Have fellowship, will travel

Katherine Unterman, associate history professor, was awarded the ACLS Fellowship to continue her research on past and present American territories.

By Hannah Falcon ‘21

One history professor is being recognized for her work on research trips to places including Puerto Rico, the Virgin Islands, Guam, and American Samoa.

College of Liberal Arts associate professor Katherine Unterman was recently awarded a fellowship from the American Council for Learned Societies (ACLS) to continue her research on past and present American territories. The fellowship will allow Unterman to completely focus on her research and writing her second book, “The Colonial Constitution: Law and Empire in the U.S. Territories.”

ACLS.org

Unterman’s fellowship is called the ACLS Fellowship, and it acts as a salary replacement while she takes time off to focus on her book.

She’ll use the fellowship to complete her research in the Caribbean and write full time. Unterman’s past research trips were funded by an Arts and Humanities Fellowship from the college and the Ray Rothrock ‘77 Fellowship. She’s grateful to have gone on these trips, because her past knowledge made her stand out as an applicant.
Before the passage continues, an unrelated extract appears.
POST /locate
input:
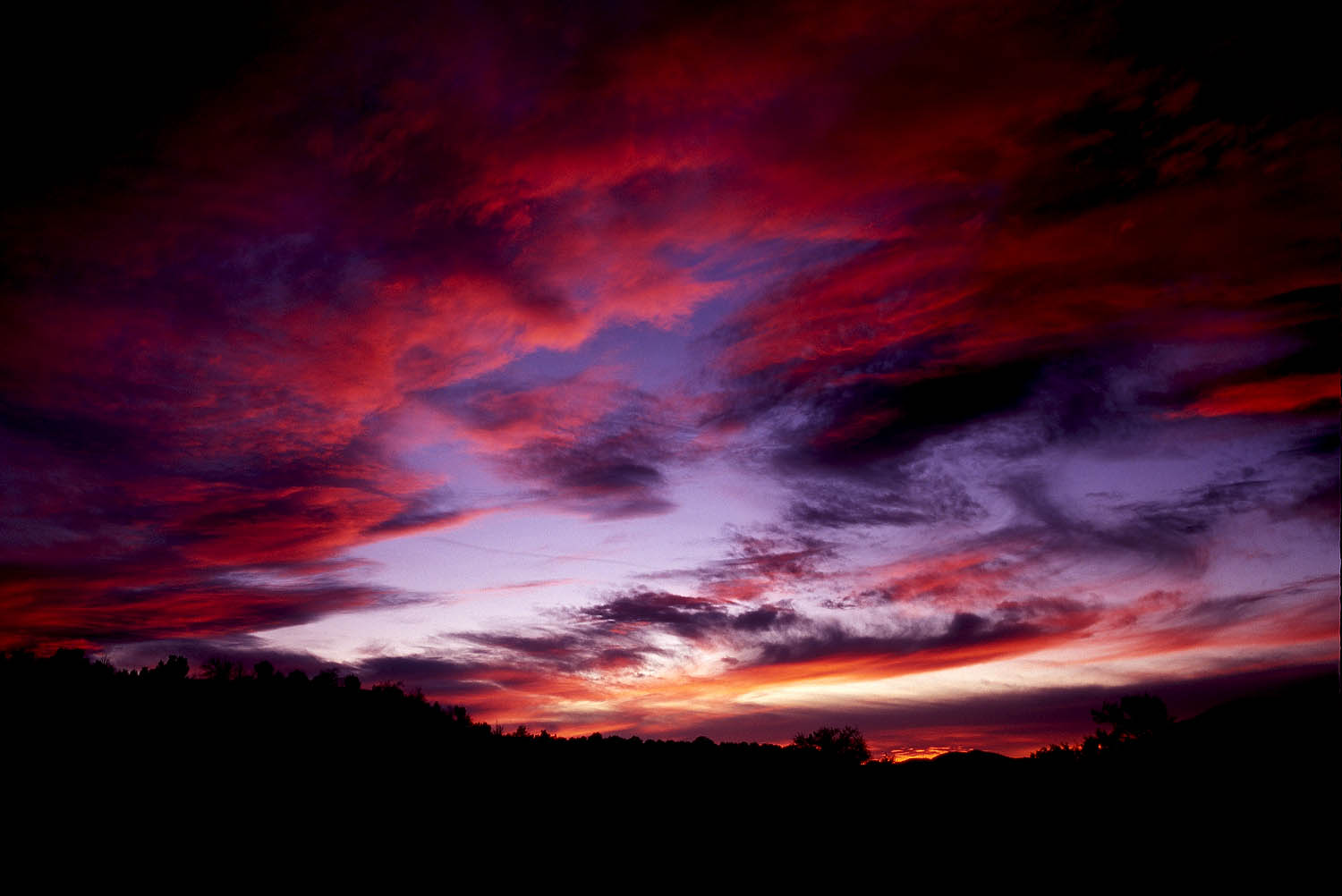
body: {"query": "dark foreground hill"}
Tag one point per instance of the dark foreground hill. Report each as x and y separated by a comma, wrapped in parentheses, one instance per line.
(273, 748)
“I think my application stood out because I have visited so many of the territories that I am writing about, rather than simply doing research with government documents in Washington, D.C.,” Unterman said. “When visiting the territories, I’ve had the opportunity to interview prominent officials and view archival documents that are impossible to access in the states.”

Through her book, Unterman wants to argue that law is an important tool of American international power. She’s focusing on a series of Supreme Court decisions which ruled that the Constitution does not fully apply in U.S. territories such as Puerto Rico, Guam, American Samoa, and the Virgin Islands—known as the Insular Cases.

Because of these rulings, the residents of these territories do not enjoy the same legal rights as mainland U.S. citizens.

“My project looks at the Insular Cases and how they affected people living in the territories,” Unterman said. “Ultimately, it helps us understand not only the territories, but also spaces like Guantanamo, where the U.S. government maintains control but the Constitution does not fully apply.”

ACLS was founded in 1919 and has supported the humanities and social sciences through scholarships and fellowships ever since. Now, it distributes more than $20 million every year to scholars studying “all areas of research and learning that ask fundamental questions about the way individuals and societies live, think, interact, and express themselves.” Unterman said she admires ACLS for their contributions to exciting scholarly work.

Since she is one of the 81 fellows chosen out of an extremely competitive pool of applicants consisting of over 1,100 humanists and social scientists, Unterman appreciates the College of Liberal Arts for helping her fund the research trips that made her application stand out.

“I am thrilled to receive this fellowship,” Unterman said. “Not only will it help me complete my book, it is also affirmation that other historians are very interested in my project and its findings. I knew that it would be a long shot, since the fellowship is so competitive and many very qualified people did not receive it. So above all, I am humbled and grateful that the ACLS selected me for the fellowship.”